Не все гуляющие в садах были девицами легкого поведения или кавалерами, ищущими приключений. Пожилые дамы приходили сюда по вечерам подышать воздухом и посплетничать. Музыканты бренчали на гитарах, исполняя новые песни. Серьезные мужчины, сидя друг против друга на скамейках, играли в карты или домино и не обращали внимания на суету вокруг. Цыганки сновали между деревьями в поисках иностранца, которому можно предсказать будущее. Полицейские довольно быстро их замечали и прогоняли. Мужчины читали газеты, чтобы быть в курсе событий. Дети играли в мяч и серсо под присмотром гувернанток. Время от времени проходил матадор в широкополой шляпе, его сопровождали женщины и несколько помощников, и все смотрели ему вслед.

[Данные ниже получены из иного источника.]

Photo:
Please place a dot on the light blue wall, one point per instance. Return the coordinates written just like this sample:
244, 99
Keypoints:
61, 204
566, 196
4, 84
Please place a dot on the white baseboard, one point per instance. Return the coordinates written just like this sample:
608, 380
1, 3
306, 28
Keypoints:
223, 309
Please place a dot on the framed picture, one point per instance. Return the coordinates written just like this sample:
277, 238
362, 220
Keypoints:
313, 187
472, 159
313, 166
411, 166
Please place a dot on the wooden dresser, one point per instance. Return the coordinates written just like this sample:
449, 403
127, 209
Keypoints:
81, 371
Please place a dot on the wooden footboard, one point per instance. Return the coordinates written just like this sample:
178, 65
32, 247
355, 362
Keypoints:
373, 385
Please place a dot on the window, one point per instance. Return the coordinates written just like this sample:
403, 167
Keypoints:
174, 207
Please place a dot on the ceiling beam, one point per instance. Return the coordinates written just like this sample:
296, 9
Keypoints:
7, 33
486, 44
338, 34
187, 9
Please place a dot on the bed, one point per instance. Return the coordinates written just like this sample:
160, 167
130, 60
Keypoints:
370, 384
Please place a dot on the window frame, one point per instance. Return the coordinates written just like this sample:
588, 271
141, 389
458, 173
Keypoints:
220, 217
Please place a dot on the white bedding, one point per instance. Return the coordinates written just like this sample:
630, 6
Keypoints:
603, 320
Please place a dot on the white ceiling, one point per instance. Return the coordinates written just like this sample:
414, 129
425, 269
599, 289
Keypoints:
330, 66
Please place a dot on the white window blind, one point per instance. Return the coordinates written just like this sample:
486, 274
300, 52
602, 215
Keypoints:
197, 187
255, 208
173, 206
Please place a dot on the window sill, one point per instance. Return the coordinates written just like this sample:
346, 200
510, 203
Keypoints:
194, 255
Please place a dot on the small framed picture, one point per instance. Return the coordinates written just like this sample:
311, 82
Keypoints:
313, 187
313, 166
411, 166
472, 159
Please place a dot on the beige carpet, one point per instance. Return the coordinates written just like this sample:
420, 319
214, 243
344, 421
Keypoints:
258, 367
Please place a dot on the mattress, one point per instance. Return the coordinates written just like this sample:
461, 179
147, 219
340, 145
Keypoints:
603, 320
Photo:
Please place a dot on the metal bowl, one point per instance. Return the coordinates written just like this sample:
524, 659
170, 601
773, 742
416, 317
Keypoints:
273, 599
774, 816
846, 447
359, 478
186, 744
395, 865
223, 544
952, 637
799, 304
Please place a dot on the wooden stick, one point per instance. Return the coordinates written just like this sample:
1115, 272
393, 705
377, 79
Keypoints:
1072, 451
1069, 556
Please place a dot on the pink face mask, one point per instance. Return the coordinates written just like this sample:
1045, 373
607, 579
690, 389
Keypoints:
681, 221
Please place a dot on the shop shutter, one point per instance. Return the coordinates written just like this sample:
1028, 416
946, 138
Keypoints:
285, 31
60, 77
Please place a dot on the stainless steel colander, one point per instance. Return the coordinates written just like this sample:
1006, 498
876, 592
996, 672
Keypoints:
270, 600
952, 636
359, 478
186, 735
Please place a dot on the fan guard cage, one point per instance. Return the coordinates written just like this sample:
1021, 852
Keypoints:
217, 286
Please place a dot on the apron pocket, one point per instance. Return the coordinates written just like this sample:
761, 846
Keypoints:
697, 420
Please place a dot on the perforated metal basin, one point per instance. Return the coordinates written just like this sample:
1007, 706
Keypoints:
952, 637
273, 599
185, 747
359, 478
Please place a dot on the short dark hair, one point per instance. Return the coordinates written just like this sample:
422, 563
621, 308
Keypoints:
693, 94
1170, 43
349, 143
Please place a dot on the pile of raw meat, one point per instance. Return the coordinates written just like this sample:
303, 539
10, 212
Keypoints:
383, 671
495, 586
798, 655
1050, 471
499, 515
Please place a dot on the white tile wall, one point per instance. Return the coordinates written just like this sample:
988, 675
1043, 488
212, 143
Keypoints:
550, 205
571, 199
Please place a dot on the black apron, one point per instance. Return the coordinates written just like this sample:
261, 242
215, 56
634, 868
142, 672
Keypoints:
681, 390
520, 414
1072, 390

Уже сорок лет Гойя приходил сюда два-три раза в неделю с тетрадью для эскизов, но ему до сих пор не наскучило. Сидя на скамье, он наблюдал за гуляющими, делал набросок карандашом, рвал его, выбрасывал и начинал снова. Таким образом, за четыре десятка лет он нарисовал несколько тысяч фигур, которые иногда использовал для крупных работ, но чаще откладывал наброски и больше к ним не возвращался.
Этот заложник собственной глухоты, не слышавший ни грохота экипажей, ни смеха, ни конского ржания, ни собачьего лая, ни приближающегося грома, не мешал собственным глазам и рукам делать свое дело. Дожив до шестидесяти четырех лет, он уже не мог сомневаться в том, что это его призвание.
Как-то раз, осенью 1811 года, одна картина так сильно поразила Гойю, что он замер и несколько секунд стоял неподвижно. Он увидел, как незнакомая молодая женщина шагает по аллее в сопровождении дуэньи, направляясь к остановившейся карете, поджидающей ее. В самом деле, свидания порой назначались накануне или за несколько дней.
Эта женщина, совсем юная на вид, шла, прикрывая лицо веером. Дверца экипажа открылась, и оттуда показалась мужская рука: ничего особенного. Однако в тот миг, когда девушка опустила веер и обернулась, чтобы что-то сказать дуэнье, Гойя, находившийся в четырех-пяти метрах от нее, остолбенел. Перед ним предстала Инес Бильбатуа. Художник только что заметил ее в нескольких шагах от себя, но то было не бледное изможденное лицо Инес, которое он увидел несколькими месяцами раньше, в тот вечер, когда она постучалась в дверь его мастерской, а молодое, улыбающееся, сияющее лицо, прежний ангельский лик.